Generally, the contracts are on different stocks. I may have more than 10 lots of a stock worth $50/share, but I also have stocks that are $700/share. It's hard to have too many lots of these high-priced stocks.
As I also manage my wife's account (she knows little about investing and gave me POA) and often have the same stocks in my and her accounts, I sell the same contracts on both.
However, I usually stagger contracts on the same stock, so that if the stock keeps going up I can get a higher premium, or the same premium with a higher strike price. I hate to lose all the shares of one position because of ill timing on selling the contracts.
Do you write contracts with a different duration or strike price on a given stock at the same time?
As mentioned, I usually stagger the contracts if I have multiple lots of the same stock. For example, on Monday I may write a contract at strike price of $50 while the stock is at $48. If the stock keeps going up, on Tuesday I may write another contract at $51. And if it gets near the end of the week, I may write one for the next expiry.
Again, I ration myself so that I will not exhaust all of my shares if a stock proves hotter than I imagine.

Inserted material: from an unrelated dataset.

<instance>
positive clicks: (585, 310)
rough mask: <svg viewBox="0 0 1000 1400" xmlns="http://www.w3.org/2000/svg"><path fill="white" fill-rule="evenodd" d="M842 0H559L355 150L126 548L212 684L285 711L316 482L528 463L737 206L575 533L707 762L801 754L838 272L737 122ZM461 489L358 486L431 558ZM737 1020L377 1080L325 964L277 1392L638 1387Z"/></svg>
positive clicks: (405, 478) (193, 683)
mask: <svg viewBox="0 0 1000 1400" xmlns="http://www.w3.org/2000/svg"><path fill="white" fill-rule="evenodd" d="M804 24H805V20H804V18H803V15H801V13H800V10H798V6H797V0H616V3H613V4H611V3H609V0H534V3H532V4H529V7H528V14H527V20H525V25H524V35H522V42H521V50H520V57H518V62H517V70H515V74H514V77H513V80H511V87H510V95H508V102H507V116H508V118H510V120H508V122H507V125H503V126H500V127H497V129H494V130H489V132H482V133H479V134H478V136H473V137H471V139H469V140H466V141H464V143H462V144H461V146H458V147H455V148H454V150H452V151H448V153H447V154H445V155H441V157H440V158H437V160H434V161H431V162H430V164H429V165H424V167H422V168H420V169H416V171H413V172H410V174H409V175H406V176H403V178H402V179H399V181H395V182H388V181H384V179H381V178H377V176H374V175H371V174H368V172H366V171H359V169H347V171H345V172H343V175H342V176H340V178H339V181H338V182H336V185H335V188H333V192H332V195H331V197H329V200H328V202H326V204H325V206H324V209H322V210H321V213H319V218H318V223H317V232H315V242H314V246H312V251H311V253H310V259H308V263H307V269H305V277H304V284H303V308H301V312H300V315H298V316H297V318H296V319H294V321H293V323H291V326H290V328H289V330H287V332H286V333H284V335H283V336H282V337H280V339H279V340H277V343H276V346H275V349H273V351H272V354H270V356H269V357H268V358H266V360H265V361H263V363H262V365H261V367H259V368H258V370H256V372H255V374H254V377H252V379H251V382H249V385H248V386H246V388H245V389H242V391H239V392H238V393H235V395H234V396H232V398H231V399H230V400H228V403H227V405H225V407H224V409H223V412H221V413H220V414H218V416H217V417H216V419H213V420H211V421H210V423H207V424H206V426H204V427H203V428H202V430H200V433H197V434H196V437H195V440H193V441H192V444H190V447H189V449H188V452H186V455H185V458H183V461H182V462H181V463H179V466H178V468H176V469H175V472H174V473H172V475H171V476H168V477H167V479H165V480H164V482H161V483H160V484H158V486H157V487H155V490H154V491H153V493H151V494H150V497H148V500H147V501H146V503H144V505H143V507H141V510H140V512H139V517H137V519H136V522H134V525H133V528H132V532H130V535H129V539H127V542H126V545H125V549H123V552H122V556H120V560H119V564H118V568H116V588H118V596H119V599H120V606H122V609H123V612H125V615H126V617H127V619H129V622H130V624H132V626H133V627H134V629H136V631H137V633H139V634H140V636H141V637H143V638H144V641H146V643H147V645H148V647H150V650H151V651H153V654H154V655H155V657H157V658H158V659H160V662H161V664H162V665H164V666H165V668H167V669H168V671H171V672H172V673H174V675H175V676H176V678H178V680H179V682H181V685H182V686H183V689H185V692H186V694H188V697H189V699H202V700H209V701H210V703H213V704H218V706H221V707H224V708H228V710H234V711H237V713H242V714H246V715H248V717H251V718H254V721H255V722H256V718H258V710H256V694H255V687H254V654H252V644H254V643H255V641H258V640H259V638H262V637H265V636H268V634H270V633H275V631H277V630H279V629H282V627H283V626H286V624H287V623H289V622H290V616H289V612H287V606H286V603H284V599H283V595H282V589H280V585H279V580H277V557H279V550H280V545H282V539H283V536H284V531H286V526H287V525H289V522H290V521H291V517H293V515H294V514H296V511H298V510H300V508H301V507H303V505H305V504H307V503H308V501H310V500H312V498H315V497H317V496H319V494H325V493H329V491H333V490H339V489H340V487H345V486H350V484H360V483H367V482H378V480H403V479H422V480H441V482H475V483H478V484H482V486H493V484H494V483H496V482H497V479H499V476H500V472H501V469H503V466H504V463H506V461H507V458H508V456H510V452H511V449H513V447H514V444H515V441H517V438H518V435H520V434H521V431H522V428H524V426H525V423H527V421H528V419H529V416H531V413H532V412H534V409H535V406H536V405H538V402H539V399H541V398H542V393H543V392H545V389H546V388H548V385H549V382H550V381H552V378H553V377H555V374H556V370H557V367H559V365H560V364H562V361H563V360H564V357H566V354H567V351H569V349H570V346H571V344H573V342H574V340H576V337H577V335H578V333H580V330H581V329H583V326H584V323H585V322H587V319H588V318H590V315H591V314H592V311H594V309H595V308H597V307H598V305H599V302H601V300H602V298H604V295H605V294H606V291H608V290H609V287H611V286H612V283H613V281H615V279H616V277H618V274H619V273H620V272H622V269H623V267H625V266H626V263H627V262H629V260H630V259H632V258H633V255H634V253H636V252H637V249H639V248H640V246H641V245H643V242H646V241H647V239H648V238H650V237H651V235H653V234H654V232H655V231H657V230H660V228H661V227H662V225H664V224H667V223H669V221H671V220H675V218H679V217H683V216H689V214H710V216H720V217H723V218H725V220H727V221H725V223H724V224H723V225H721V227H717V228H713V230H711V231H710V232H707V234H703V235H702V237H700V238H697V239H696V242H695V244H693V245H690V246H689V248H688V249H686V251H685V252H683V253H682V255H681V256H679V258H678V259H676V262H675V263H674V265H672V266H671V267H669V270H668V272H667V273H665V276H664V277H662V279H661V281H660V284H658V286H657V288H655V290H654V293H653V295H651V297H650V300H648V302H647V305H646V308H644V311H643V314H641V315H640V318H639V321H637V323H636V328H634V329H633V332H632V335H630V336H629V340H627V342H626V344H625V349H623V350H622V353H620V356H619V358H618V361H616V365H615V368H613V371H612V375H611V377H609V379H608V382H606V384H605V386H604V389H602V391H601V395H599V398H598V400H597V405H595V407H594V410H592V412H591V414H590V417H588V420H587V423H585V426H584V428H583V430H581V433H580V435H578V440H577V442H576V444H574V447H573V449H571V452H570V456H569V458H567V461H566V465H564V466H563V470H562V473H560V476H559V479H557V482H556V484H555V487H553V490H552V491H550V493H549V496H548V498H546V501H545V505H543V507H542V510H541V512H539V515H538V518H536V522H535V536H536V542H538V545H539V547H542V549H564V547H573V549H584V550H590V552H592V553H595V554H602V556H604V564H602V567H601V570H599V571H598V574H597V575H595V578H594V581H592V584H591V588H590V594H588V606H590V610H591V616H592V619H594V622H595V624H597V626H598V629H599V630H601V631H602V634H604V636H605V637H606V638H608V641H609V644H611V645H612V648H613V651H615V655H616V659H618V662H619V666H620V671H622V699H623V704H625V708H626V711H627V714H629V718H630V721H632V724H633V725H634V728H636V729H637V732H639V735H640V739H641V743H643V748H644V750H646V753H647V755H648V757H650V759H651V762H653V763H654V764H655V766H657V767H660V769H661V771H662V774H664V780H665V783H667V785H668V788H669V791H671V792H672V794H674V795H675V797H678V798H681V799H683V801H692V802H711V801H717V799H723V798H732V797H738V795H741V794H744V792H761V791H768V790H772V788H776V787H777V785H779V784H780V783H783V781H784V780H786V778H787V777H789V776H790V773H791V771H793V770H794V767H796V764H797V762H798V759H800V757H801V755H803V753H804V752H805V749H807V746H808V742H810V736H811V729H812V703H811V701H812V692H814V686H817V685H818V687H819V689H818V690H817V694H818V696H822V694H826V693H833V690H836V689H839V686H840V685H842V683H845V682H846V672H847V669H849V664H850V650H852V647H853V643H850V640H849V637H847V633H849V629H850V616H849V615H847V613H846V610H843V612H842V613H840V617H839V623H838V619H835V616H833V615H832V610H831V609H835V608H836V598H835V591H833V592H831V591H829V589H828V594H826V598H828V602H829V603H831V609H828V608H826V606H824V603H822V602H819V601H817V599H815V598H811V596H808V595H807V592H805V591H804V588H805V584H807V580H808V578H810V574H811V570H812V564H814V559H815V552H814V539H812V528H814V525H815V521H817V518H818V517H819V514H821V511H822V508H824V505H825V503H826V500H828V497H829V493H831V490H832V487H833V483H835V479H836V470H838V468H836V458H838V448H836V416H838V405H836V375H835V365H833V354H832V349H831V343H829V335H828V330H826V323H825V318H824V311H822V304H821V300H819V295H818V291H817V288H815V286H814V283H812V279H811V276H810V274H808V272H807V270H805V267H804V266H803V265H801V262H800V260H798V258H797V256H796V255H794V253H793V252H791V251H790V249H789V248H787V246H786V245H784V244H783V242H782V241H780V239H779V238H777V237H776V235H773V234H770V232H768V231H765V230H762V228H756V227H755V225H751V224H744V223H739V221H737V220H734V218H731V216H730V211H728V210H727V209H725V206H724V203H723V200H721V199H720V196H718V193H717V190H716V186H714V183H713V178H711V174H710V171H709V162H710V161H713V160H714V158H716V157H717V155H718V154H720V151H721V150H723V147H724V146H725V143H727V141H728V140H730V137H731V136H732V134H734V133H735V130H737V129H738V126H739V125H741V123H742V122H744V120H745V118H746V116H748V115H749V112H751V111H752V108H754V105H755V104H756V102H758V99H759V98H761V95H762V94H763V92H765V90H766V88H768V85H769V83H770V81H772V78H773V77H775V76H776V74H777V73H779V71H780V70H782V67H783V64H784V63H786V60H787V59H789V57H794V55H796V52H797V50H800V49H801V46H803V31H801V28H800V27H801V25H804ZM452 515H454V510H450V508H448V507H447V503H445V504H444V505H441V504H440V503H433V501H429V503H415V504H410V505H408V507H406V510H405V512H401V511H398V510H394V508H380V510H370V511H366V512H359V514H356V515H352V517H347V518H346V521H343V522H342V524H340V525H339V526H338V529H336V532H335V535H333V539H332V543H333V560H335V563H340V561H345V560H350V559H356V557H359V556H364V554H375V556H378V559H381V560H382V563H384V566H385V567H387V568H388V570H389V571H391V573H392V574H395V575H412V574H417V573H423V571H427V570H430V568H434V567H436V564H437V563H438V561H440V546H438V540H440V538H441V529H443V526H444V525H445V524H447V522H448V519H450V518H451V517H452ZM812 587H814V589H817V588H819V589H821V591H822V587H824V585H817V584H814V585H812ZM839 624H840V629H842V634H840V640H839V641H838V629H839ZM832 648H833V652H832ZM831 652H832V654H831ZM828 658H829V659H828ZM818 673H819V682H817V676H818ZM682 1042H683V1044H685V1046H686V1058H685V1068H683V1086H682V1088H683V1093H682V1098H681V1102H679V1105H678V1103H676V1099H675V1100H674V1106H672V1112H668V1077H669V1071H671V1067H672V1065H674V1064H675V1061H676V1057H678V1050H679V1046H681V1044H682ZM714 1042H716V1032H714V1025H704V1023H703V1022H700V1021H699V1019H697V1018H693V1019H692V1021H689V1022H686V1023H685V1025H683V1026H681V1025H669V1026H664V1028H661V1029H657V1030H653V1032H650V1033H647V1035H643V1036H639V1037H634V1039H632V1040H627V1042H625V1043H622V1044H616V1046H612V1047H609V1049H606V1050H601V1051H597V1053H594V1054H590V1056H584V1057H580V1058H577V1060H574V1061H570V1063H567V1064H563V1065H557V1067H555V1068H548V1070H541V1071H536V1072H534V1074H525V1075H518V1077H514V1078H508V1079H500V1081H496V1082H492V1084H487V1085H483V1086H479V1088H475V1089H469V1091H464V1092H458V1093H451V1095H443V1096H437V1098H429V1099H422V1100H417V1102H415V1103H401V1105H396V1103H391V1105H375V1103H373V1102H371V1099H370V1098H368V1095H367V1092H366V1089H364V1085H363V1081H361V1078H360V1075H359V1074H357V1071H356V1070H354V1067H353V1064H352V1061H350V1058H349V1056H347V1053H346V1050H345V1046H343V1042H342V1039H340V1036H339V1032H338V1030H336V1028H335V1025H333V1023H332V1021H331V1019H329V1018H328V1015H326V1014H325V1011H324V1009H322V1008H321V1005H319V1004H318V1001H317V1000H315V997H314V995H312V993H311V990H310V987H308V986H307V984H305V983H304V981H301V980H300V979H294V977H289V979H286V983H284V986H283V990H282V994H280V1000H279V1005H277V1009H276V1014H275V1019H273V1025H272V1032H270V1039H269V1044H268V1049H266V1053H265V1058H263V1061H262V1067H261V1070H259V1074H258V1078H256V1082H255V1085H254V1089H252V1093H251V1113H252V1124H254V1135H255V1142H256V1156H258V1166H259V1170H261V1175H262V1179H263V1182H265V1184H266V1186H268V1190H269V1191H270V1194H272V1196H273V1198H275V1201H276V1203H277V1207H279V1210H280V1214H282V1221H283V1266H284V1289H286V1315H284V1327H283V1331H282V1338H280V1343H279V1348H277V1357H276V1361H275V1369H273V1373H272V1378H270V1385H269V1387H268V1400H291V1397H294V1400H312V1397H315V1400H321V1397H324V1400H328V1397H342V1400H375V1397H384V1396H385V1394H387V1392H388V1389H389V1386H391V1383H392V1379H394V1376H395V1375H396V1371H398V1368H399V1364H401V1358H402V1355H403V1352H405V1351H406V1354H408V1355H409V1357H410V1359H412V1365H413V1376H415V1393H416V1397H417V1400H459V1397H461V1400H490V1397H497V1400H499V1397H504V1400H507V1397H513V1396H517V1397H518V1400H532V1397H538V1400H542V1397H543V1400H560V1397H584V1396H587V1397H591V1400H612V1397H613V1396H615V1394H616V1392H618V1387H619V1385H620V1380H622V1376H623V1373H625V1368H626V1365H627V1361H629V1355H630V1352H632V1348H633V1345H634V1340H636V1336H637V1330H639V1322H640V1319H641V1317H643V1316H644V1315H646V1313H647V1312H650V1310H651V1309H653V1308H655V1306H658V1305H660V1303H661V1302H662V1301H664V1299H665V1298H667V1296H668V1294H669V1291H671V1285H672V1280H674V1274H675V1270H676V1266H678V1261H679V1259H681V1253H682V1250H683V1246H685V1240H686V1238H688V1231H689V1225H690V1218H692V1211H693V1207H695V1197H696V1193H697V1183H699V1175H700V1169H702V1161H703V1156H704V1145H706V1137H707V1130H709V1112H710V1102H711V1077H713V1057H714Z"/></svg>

Back to the example above, if the stock moves up to $52 by Wed or Thursday, and the overall market mood is bullish, I will start thinking about writing a put to buy it back at $50 next Friday, then at $51, etc... If I wait too long on a hot stock, it may keep going up and I lose out the opportunity on a good stock that I should not have sold.
I usually aim for an option with a delta of 0.3 or less, meaning the chance of it getting assigned is 30% or less. This may not mean much as the stock volatility can be so great that an option changes a lot within the same trading day.